Titolo III

GLI  ORGANI  DELLA  PROVINCIA

Art. 19

Organi istituzionali

1) Sono organi di governo, il Consiglio, la Giunta ed il Presidente della Provincia.

2) Al fine delle attribuzioni conferite dalla legge e dal presente statuto è Consigliere anziano il Consigliere che nelle ultime elezioni provinciali ha ottenuto la maggior cifra individuale, con esclusione del Presidente neoeletto e dei candidati alla carica di Presidente proclamati Consiglieri. Per cifra individuale s’intende il rapporto percentuale fra i voti validi ottenuti da ciascun candidato ed il totale dei voti validi espressi nel collegio. L’anzianità segue le cifre individuali; in caso di parità è Consigliere anziano quello di maggiore età.

Art. 20

Amministratori provinciali

1) Gli amministratori provinciali nell’esercizio delle funzioni improntano il proprio comportamento ad imparzialità e al principio di buona amministrazione, nel rispetto della separazione delle funzioni di indirizzo di controllo proprie degli organi di governo e quelle di gestione proprie dei dirigenti.

2) Gli atti relativi alla situazione patrimoniale, ai redditi ed alle spese elettorali degli amministratori provinciali, pubblici secondo le disposizione di legge, sono depositati presso l’ufficio di segreteria del Consiglio provinciale e sono liberamente consultabili da chiunque.

3) Gli amministratori provinciali non prendono parte, allontanandosi dall’aula, alla discussione ed alla votazione di deliberazioni riguardanti interessi propri o di loro parenti o affini sino al quarto grado. L’obbligo di astensione non si applica quando la discussione e la votazione riguardino provvedimenti normativi o di carattere generale, se non nei casi in cui sussista una correlazione immediata e diretta fra il contenuto della deliberazione e specifici interessi dell’amministratore o di parenti o affini fino al quarto grado.

4) La Provincia, assicura contro i rischi inerenti l’espletamento del loro mandato il Presidente della Provincia, il Presidente del Consiglio, gli Assessori ed i Consiglieri provinciali.

Art. 21

Consiglio provinciale

1) Il Consiglio provinciale, organo di indirizzo e controllo politico-amministrativo della Provincia, esercita le funzioni conferite dalla legge e dal presente Statuto.

2) Il Consiglio provinciale concorre alla definizione, all’adeguamento e alla verifica dell’attuazione delle linee programmatiche. Ciascun Consigliere provinciale ha diritto di intervenire nella definizione delle linee programmatiche proponendo modifiche e integrazioni mediante emendamenti. Il Consiglio, contestualmente alla discussione sul documento di programmazione finanziaria e alla discussione sul rendiconto, verifica l’attuazione delle linee programmatiche.

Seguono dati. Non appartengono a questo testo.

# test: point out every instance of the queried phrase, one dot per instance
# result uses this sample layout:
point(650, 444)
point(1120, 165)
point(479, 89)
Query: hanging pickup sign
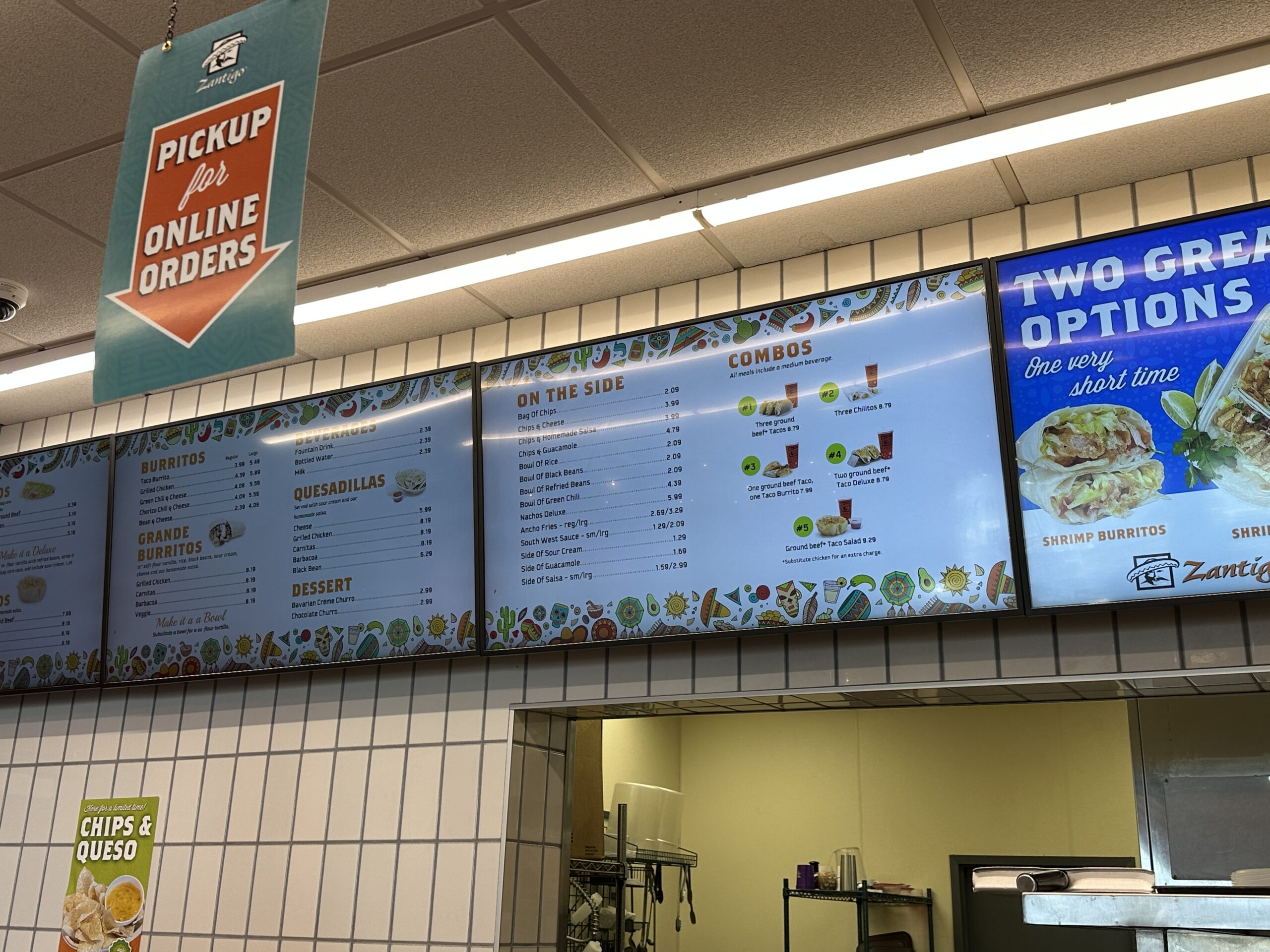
point(200, 271)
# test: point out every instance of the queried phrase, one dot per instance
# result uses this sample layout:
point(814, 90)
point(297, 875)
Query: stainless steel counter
point(1230, 912)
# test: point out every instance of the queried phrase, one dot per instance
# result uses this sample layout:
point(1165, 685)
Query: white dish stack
point(654, 815)
point(1251, 879)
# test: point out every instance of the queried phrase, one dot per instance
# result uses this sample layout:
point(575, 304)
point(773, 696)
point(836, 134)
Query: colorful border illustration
point(746, 604)
point(441, 633)
point(56, 669)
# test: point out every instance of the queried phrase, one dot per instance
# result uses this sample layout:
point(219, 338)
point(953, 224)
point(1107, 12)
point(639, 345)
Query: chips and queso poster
point(108, 892)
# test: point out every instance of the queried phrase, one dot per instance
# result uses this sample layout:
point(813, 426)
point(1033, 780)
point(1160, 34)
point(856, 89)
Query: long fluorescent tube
point(572, 249)
point(1005, 134)
point(1135, 111)
point(48, 371)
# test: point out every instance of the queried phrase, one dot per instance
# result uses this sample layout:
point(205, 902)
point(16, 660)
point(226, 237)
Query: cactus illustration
point(506, 622)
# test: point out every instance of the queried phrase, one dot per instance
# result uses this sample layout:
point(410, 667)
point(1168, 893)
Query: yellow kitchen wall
point(911, 787)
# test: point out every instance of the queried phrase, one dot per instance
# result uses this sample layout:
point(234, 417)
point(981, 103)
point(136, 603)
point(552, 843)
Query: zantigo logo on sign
point(203, 212)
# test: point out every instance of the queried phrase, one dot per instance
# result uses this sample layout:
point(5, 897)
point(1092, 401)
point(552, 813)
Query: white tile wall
point(343, 812)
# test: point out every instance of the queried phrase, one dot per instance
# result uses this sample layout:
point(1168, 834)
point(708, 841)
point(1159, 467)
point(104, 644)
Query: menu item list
point(53, 565)
point(328, 530)
point(820, 463)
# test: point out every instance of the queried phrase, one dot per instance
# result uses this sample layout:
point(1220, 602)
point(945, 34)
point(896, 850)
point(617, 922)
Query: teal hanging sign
point(200, 275)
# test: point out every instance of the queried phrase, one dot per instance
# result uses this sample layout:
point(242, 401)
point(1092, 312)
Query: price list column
point(600, 483)
point(53, 558)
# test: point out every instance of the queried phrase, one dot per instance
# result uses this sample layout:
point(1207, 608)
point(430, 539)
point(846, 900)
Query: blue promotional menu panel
point(328, 530)
point(1140, 388)
point(54, 508)
point(813, 464)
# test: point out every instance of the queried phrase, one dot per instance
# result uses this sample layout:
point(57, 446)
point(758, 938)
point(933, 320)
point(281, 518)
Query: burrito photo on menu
point(1089, 497)
point(1090, 438)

3) Entro trenta giorni dall’insediamento, il Consiglio provinciale approva gli indirizzi per la nomina e la designazione dei rappresentanti della Provincia presso enti, aziende, istituzioni ed altri organismi gestori di servizi pubblici e provvede alla nomina degli stessi nei casi previsti dalla legge. Qualora il Consiglio non provveda entro il predetto termine s’intendono confermati gli indirizzi previgenti. La nomina e la designazione dei rappresentanti della Provincia non possono avere durata superiore al mandato elettivo del Presidente della Provincia, fatte salve le disposizioni degli statuti degli enti di riferimento.

4) Il Consiglio provinciale, nel quadro dei principi stabiliti dalla legge, gode di autonomia funzionale ed organizzativa e dispone, secondo le modalità previste dal regolamento del Consiglio, di specifici fondi di bilancio, di adeguato personale, di locali e di idonei strumenti per il funzionamento delle proprie strutture, dei gruppi e delle Commissioni consiliari.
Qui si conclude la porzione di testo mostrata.